3.1.5 The poetic work of Carlos Pío Uhrbach (1872 – 1897)

Carlos Pío Uhrbach is sometimes better known for the passionate letters sent to him by his girlfriend Juana Borrero than for his own poetry; however, his work had some distinctive features within modernism, strongly influenced by the aesthetics of Julián del Casal. Almost all of his pieces are included in the collection “Gemelas,” published jointly with his brother Federico.
He contributed some texts to “El Fígaro,” “La Habana Elegante,” and “Gris y Azul,” and upon his death, he left behind an unpublished collection of short stories, which included some of his brother’s narrative pieces. However, his most cultivated genre was poetry, and he achieved some accolades in it despite his short life.
His pieces have clear echoes of Julián del Casal’s poetry, especially his collection of poems “Nieve” (Snow), which is perhaps unconsciously inclined toward mimesis, both in the exotic motifs common to modernism and in Casal’s own peculiar sensibility.

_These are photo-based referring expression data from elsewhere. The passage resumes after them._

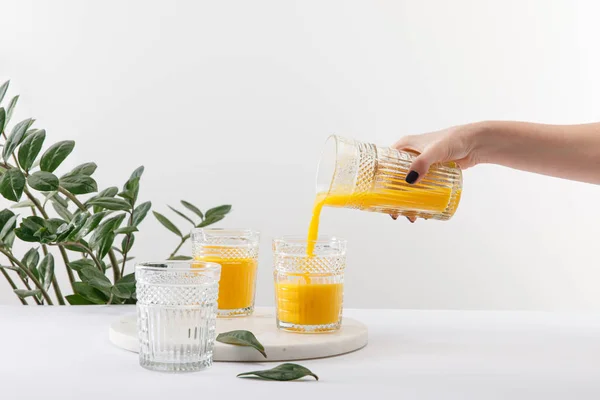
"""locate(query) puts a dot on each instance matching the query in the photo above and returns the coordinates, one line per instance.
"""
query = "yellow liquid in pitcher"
(236, 286)
(302, 303)
(429, 200)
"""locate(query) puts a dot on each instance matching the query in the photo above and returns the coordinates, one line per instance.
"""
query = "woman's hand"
(564, 151)
(456, 144)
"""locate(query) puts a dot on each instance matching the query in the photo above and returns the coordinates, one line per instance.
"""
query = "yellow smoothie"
(236, 287)
(417, 200)
(303, 303)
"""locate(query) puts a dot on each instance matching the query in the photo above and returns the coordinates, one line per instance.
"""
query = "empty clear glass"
(176, 314)
(236, 250)
(309, 290)
(359, 175)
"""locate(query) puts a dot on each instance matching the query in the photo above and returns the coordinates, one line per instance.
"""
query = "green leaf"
(74, 248)
(43, 181)
(29, 227)
(5, 215)
(15, 138)
(110, 203)
(182, 215)
(47, 270)
(79, 184)
(137, 173)
(23, 204)
(90, 293)
(22, 293)
(140, 213)
(96, 279)
(242, 338)
(192, 208)
(106, 228)
(8, 227)
(8, 221)
(211, 220)
(63, 212)
(120, 260)
(3, 89)
(131, 189)
(108, 192)
(84, 169)
(167, 224)
(9, 239)
(55, 197)
(90, 225)
(55, 155)
(82, 263)
(105, 244)
(30, 148)
(221, 210)
(12, 184)
(125, 287)
(126, 230)
(31, 259)
(127, 245)
(71, 230)
(77, 300)
(283, 372)
(2, 119)
(11, 108)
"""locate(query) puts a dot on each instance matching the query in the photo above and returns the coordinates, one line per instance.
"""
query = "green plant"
(283, 372)
(242, 338)
(91, 235)
(207, 218)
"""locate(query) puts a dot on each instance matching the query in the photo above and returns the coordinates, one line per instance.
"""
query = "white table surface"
(64, 353)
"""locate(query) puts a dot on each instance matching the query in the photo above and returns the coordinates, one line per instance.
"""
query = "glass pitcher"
(359, 175)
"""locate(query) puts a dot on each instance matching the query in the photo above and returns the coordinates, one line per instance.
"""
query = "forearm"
(565, 151)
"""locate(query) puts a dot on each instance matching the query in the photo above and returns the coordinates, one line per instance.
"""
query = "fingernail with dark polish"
(412, 177)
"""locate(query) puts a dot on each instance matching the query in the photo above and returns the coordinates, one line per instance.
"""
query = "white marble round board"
(279, 345)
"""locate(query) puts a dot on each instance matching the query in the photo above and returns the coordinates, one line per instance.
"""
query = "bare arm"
(565, 151)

Mysticism and the desire for purity, as noted in “History of Cuban Literature,” constitute a leitmotif of his work that distinguishes it somewhat from Casal’s; however, boredom, perhaps imitated not so much from Casal but from a spirit of the times that influenced both of them and a whole generation of poets, weighs heavily on his work, as in the sonnet “Spiritual Photogravure”:
“The erectile throbbing breasts
They produce deadly hypochondria in me,
and twitching spasms of agony
the contact of burning lips.
Only in the fiery glow of diamonds,
the cold gaze of an austere ascetic,
the harmony of triumphant rhymes,
the pale dazzling vases.
The mirage of visionary hashish,
from the Catholic temple the deep calm,
the silver halo of the sick moon,
or the august torpor of mysticism;
evoke delights to my soul
sad and bored, indifferent and alone”
Patriotic themes do not usually appear in his verses; however, he joined the struggle and perished in it in 1897. His death, along with that of Juana Borrero in 1896, José Martí in 1895, and Julián del Casal in 1893, marks the end of the first phase of the modernist cycle in Cuban literature. Cintio Vitier considered him one of Casal’s most promising disciples.